Ich habe gemerkt, dass ich sofort entspannter war und endlich meine Gedanken sich auch mit anderen Gedanken als dem Stillen befassen konnten. Nun merke ich nach knapp zwei Wochen aber, dass ich diesen gesellschaftlichen Druck extrem spüre und er mir zu schaffen macht, sodass ich meinem Sohn ungern draußen die Flasche geben möchte. Nun möchte ich meine Entscheidung nicht bereuen, weil ich weiß, dass sie für mich so richtig war (auch wenn ich so unglaublich gerne dieses Mal entspannt gestillt hätte und auch alles dafür getan hätte).

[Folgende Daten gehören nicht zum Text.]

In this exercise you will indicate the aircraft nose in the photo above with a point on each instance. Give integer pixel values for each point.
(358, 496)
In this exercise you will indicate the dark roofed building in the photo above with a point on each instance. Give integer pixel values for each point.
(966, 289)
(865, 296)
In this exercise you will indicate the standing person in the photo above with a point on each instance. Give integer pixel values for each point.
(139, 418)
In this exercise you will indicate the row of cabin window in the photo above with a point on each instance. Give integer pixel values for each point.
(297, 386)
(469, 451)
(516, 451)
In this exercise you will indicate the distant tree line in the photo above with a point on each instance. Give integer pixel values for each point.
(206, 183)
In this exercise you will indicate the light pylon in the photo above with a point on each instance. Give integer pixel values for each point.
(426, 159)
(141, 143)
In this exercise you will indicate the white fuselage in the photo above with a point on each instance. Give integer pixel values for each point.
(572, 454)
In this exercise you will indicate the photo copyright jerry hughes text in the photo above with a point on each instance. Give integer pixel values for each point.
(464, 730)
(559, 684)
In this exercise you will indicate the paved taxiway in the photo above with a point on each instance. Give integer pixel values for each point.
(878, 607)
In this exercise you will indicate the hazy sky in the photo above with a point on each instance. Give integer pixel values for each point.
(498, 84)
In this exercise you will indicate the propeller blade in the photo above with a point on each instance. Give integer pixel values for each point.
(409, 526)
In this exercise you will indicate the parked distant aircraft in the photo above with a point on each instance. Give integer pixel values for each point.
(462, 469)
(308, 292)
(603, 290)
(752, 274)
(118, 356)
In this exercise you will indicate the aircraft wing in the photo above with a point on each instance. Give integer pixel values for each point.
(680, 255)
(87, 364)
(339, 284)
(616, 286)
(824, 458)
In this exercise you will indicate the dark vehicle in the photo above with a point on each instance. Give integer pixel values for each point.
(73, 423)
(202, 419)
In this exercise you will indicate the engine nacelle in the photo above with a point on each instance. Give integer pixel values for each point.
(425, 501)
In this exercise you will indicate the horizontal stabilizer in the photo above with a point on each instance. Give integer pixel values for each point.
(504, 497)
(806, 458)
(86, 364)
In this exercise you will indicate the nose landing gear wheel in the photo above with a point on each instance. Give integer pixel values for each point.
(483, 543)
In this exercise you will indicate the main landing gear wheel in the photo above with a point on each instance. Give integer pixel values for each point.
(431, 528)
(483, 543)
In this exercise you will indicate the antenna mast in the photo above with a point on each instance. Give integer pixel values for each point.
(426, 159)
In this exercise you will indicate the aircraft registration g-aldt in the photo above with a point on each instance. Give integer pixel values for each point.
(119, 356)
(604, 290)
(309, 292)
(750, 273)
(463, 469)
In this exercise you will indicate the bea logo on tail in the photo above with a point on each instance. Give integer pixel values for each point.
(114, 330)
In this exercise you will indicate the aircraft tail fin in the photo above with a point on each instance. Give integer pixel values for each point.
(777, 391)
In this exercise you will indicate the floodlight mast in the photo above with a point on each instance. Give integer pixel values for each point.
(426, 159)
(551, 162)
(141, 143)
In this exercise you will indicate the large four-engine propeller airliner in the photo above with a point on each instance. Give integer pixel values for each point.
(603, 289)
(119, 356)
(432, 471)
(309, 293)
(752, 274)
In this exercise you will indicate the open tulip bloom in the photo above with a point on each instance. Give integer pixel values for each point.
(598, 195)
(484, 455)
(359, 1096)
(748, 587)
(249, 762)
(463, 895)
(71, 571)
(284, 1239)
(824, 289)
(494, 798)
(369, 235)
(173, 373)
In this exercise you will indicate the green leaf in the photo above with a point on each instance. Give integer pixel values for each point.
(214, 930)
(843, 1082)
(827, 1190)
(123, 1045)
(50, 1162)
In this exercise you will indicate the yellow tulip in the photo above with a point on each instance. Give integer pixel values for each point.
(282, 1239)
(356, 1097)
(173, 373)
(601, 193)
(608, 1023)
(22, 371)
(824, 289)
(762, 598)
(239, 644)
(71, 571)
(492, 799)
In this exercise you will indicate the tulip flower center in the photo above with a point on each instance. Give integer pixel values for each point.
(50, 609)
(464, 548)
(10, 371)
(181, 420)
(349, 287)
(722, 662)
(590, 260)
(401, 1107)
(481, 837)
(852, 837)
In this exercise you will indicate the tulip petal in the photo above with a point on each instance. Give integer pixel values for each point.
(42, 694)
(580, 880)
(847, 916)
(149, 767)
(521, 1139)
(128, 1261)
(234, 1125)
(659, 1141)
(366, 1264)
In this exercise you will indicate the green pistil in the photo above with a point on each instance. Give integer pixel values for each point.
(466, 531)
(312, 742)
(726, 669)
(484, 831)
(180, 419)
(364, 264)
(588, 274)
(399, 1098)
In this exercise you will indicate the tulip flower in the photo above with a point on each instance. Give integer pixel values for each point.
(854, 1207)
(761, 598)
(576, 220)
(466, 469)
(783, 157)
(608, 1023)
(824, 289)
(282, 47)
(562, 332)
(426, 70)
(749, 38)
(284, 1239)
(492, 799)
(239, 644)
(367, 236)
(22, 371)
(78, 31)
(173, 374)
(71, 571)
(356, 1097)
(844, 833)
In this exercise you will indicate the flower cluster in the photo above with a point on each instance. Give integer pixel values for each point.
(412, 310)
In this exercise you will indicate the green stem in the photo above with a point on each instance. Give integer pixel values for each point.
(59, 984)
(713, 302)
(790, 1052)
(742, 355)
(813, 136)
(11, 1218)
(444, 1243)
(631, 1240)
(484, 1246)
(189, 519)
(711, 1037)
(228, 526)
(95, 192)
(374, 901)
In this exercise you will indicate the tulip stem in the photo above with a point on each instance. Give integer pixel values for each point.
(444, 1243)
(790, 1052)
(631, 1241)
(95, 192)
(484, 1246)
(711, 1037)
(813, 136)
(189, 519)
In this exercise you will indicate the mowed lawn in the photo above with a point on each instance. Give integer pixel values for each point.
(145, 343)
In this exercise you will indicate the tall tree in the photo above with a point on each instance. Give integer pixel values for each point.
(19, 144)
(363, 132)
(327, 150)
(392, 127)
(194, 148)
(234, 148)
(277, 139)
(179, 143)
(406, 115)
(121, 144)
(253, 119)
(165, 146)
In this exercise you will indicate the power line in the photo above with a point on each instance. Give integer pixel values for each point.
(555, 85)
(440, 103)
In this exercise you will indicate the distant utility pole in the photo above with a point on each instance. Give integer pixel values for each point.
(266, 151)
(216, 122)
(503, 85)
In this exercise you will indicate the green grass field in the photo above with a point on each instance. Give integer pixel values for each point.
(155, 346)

Und möchte dich fragen, wie du das aus bedürfnisorientierter Sicht siehst, auch wenn ich weiß, dass du in der letzten Zeit an dem BO-Konzept Kritik geäußert hast. Ich möchte auf keinen Fall, dass diese Entscheidung die Bindung zu meinem Kind beeinflusst. Im Gegensatz zur ersten Geburt und dem ersten Baby habe ich zu meinem Sohn immerhin direkt nach der Geburt extreme Muttergefühle gehabt. Ich danke dir für deine Meinung dazu, die ich sehr schätze.